Key Libraries
NumPy, Pandas, Requests, Pydantic, SQLAlchemy essentials
Python's ecosystem is one of its greatest strengths. A handful of libraries dominate production Python across data engineering, web APIs, and application development. Knowing when to reach for which library — and how its key abstractions work — is as important as knowing the language itself.
Key Points
- NumPy: N-dimensional array (ndarray) with vectorised C operations — broadcasting, universal functions (ufuncs), the foundation of the scientific Python stack
- Pandas: DataFrame and Series built on NumPy — data wrangling, groupby, merge/join, time-series resampling
- Requests: de facto HTTP client — Session for connection pooling and auth persistence; use httpx for async
- Pydantic (v2): data validation and settings via Python type annotations — used by FastAPI for request/response models; v2 is Rust-backed, ~10x faster than v1
- SQLAlchemy: SQL toolkit and ORM — Core (SQL expression language) and ORM (unit-of-work, identity map, lazy/eager loading)
- FastAPI: async web framework built on Starlette + Pydantic — automatic OpenAPI docs, dependency injection, async endpoints
- pytest: test framework with fixtures, parametrize, plugins — preferred over unittest in modern Python
- Celery: distributed task queue — broker (Redis/RabbitMQ), worker processes, beat scheduler for periodic tasks
| Library | Category | Key abstraction | When to use |
|---|---|---|---|
| NumPy | Numerical computing | ndarray + ufuncs | Array math, ML data prep |
| Pandas | Data analysis | DataFrame / Series | Tabular data, ETL, analytics |
| Requests / httpx | HTTP client | Session, Response | REST API calls |
| Pydantic v2 | Validation / schemas | BaseModel, Field | Data contracts, FastAPI models |
| SQLAlchemy | Database ORM | Session, Query, Engine | Relational DB access |
| FastAPI | Web framework | Router, Depends | Async APIs with auto docs |
| Celery | Task queue | @app.task, delay() | Background/async task processing |
| pytest | Testing | fixture, parametrize | Unit, integration, BDD tests |
Key Python libraries: NumPy vectorisation, Pandas groupby, Pydantic v2 validation, SQLAlchemy ORM, Requests session
import numpy as np
import pandas as pd
from pydantic import BaseModel, Field
from sqlalchemy import create_engine, select
from sqlalchemy.orm import Session
# NumPy — vectorised operations (no Python loops)
a = np.arange(1_000_000)
result = np.sqrt(a) * np.log(a + 1) # 100x faster than list comprehension
# Pandas — groupby aggregation
df = pd.read_csv("orders.csv", parse_dates=["order_date"])
summary = (df
.assign(month=df["order_date"].dt.to_period("M"))

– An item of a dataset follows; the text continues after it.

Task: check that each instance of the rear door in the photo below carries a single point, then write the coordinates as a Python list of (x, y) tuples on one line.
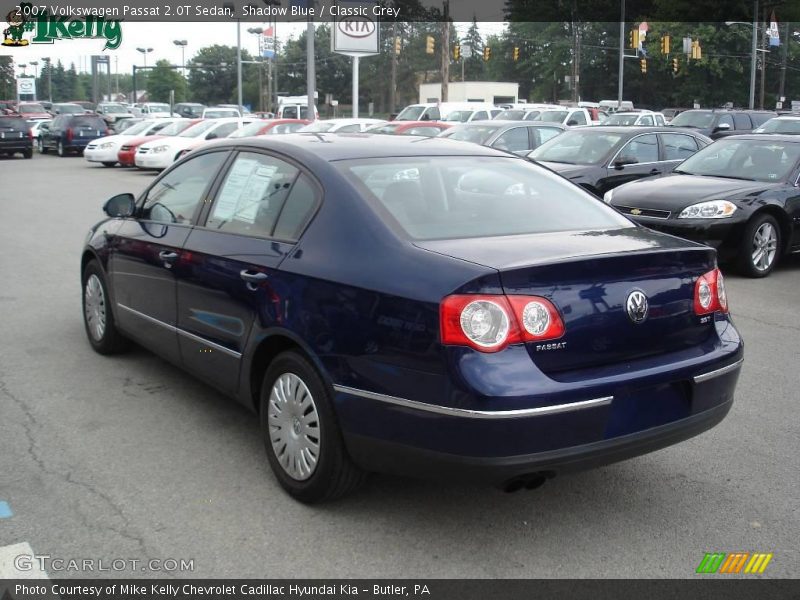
[(229, 279), (145, 252)]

.groupby(["month", "product"])
.agg(total=("revenue", "sum"), count=("id", "count"))
.reset_index())
# Pydantic v2 — strict validation
class UserCreate(BaseModel):
name: str = Field(min_length=1, max_length=100)
email: str
age: int = Field(ge=0, le=150)
user = UserCreate(name="Alice", email="a@b.com", age=30)
# user.model_dump() → dict, user.model_json_schema() → JSON Schema
# SQLAlchemy ORM
engine = create_engine("postgresql+psycopg://user:pass@localhost/db")
with Session(engine) as session:
stmt = select(User).where(User.age > 18).order_by(User.name)
users = session.scalars(stmt).all()
# Requests with session (connection pool + auth)
import requests
session = requests.Session()
session.headers["Authorization"] = f"Bearer {token}"
resp = session.get("https://api.example.com/data", timeout=10)
resp.raise_for_status()
data = resp.json()Real-World Example
Pydantic v2 (rewritten in Rust) validates data 5–50x faster than v1. FastAPI uses it for all request/response serialisation — a FastAPI app with Pydantic v2 can validate hundreds of thousands of requests per second. SQLAlchemy's lazy loading is the most common N+1 query source — always use selectinload() or joinedload() for relationships accessed in a loop.